Mentre i politici festeggiano la riduzione dell'IVA culturale per gallerie e mostre, pane, latte e pannolini continuano a pagare l'aliquota ridotta senza che nessuno ne proponga l'eliminazione. È un gesto applaudito dagli artisti, ma che mette in evidenza una scala di priorità in cui la sopravvivenza quotidiana pesa meno di un quadro.
La logica degli algoritmi contro la logica politica 🖥️
Nello sviluppo software, quando un sistema ha un errore di base, si corregge l'origine, non si applica una patch a una funzione periferica. Tuttavia, nella politica fiscale si sceglie il contrario: si ritocca l'IVA sulla cultura mentre l'imposta su alimenti di base e prodotti sanitari rimane intatta. È come ottimizzare il rendering di un videogioco senza aver prima risolto il crash all'avvio.

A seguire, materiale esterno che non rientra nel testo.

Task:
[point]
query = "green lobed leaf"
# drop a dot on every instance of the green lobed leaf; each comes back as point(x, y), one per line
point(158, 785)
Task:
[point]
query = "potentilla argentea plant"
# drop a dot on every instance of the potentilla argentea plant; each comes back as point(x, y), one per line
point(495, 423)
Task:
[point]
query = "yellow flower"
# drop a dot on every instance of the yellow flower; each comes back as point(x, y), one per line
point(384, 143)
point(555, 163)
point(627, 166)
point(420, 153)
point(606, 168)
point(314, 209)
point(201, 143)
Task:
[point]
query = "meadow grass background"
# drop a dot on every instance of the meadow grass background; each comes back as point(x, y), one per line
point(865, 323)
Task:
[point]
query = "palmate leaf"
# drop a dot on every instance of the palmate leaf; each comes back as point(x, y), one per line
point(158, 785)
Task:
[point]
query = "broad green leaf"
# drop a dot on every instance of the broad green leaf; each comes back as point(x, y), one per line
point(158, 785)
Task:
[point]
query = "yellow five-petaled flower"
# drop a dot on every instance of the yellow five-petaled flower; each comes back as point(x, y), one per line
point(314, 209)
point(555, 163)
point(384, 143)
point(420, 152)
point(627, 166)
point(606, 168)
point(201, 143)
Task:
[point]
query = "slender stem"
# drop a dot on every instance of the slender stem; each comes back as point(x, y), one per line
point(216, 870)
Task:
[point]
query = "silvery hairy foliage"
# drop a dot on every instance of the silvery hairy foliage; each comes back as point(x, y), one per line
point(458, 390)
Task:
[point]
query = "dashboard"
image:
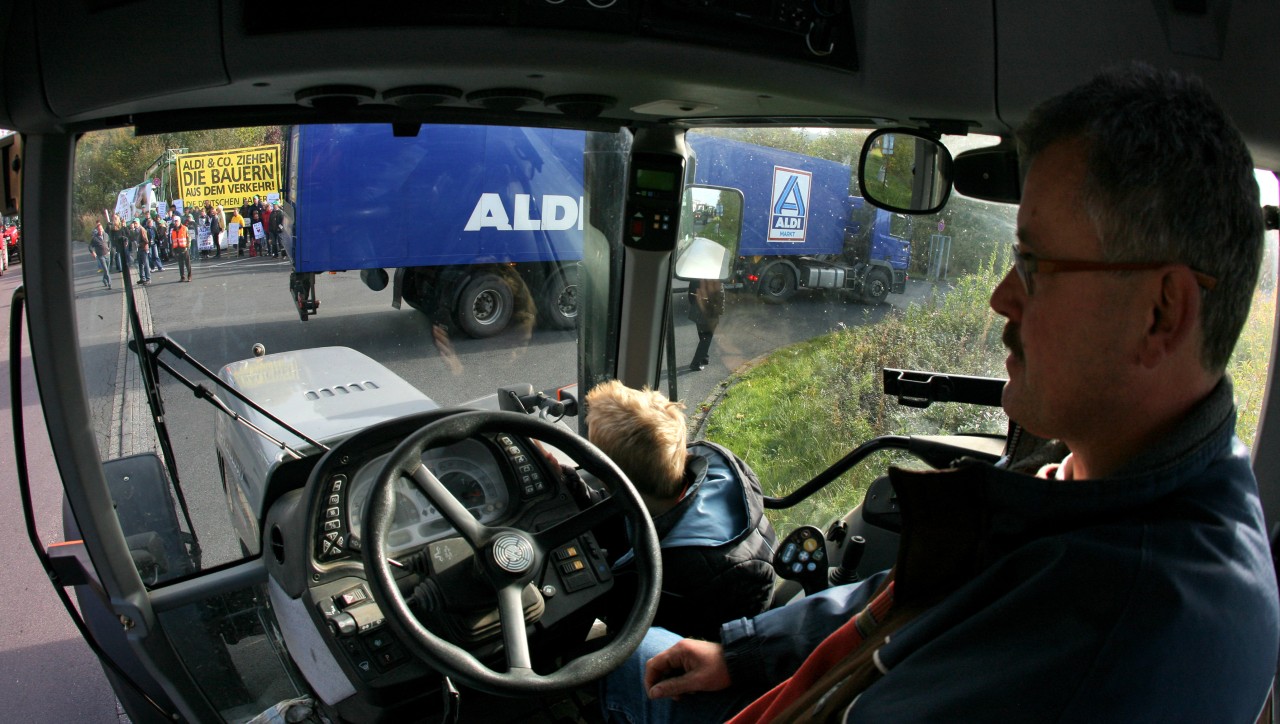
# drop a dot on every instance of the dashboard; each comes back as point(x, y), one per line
point(504, 480)
point(471, 470)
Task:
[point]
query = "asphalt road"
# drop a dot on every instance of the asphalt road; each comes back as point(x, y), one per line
point(233, 303)
point(48, 674)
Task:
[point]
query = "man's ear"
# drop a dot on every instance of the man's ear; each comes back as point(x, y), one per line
point(1174, 316)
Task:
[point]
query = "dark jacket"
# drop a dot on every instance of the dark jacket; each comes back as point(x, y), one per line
point(1146, 596)
point(717, 546)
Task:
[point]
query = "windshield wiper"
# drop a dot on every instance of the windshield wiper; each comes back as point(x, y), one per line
point(156, 344)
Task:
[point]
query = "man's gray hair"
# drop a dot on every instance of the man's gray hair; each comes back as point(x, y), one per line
point(1169, 179)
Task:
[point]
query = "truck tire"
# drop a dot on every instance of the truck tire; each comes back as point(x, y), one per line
point(876, 288)
point(777, 283)
point(485, 306)
point(558, 305)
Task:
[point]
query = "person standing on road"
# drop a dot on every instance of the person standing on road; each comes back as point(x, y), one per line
point(246, 230)
point(178, 242)
point(120, 246)
point(216, 224)
point(138, 241)
point(154, 242)
point(259, 233)
point(97, 247)
point(238, 227)
point(275, 227)
point(705, 307)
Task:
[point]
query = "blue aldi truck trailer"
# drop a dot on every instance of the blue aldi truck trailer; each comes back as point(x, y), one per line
point(801, 229)
point(498, 219)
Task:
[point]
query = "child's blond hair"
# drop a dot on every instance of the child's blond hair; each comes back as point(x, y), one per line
point(643, 432)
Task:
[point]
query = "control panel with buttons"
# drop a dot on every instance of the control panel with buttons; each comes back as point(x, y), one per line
point(653, 201)
point(333, 541)
point(528, 473)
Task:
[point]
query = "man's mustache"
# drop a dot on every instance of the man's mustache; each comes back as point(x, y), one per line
point(1013, 340)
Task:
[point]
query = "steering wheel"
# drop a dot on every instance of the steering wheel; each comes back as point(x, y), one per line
point(508, 558)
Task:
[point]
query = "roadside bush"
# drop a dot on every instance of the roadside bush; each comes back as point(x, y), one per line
point(833, 384)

Il vero problema non è che l'arte sia cara, ma che mangiare sia un lusso.
E nel frattempo, il pane continua a pagare il pedaggio 🍞
Che un politico abbassi l'IVA delle gallerie prima di quella del latte è come mettere il wifi sull'autobus mentre le ruote stanno cadendo. La mossa è perfetta: esce nella foto con gli artisti, qualche bel titolo e la gente applaude. Poi, a casa, quando fai la spesa, ti accorgi che il pane è ancora quasi caro quanto un biglietto del museo. Meno male che l'arte ci nutre l'anima, perché il corpo se la cava già con l'aria.